There are now a total of eight reported cases of acute myeloid leukemia in patients with GSD Ib, one patient from the era before the availability of G-CSF, and seven cases during the G-CSF era. All of these cases have occurred after 6 to 25 years of G-CSF treatment. MDS/AML also occurs in patients with severe congenital neutropenia who were treated with G-CSF. [26, 27] We estimate that risk is relatively low, 4 cases in this cohort prospectively followed for more than 1200 patient years. In congenital neutropenia, there is an association with G-CSF doses and there are some specific mutations that appear to carry increased risk of AML. [27] It is not yet known if certain mutations in GSD 1b convey greater risk. It is noteworthy that G-CSF is used in the treatment of a variety of other diseases associated with severe chronic neutropenia, including cyclic neutropenia, idiopathic neutropenia and autoimmune neutropenia, without a clearly recognized risk of AML. [28, 29] It is also noteworthy that patients with other form of glycogen storage diseases are not reported to have a predilection to leukemia. We interpret these data as suggesting the neutropenia in GSD Ib, as in severe congenital neutropenia and other marrow failure disorders, is primarily attributable to the intrinsic marrow defect, and that it is not directly attributable to G-CSF therapy. [30]
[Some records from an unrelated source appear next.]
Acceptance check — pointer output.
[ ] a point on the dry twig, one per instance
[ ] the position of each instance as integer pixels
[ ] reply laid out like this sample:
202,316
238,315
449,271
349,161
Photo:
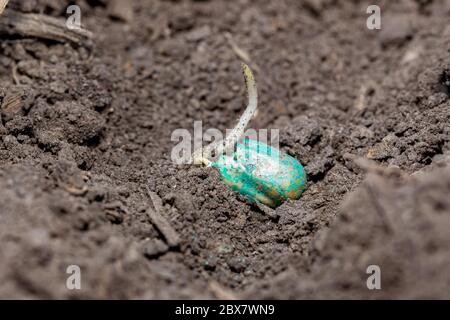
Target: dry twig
170,235
13,23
In summary, G-CSF has proven to be a very helpful treatment for GSD Ib patients, but treatment must be monitored careful. Patients also should be aware that there is a risk of MDS/AML, a low risk, but a concern that cannot be overlooked in providing good advice in long term care.
Key Points.
Neutropenia and neutrophil dysfunction are intrinsic features of glycogen storage disease Ib.
For more than 25 years many of these patients have been treated with granulocyte colony stimulating factor (G-CSF).
Recurrent bacterial infections and enterocolitis are common complications that are reduced, but are not eliminated, with G-CSF.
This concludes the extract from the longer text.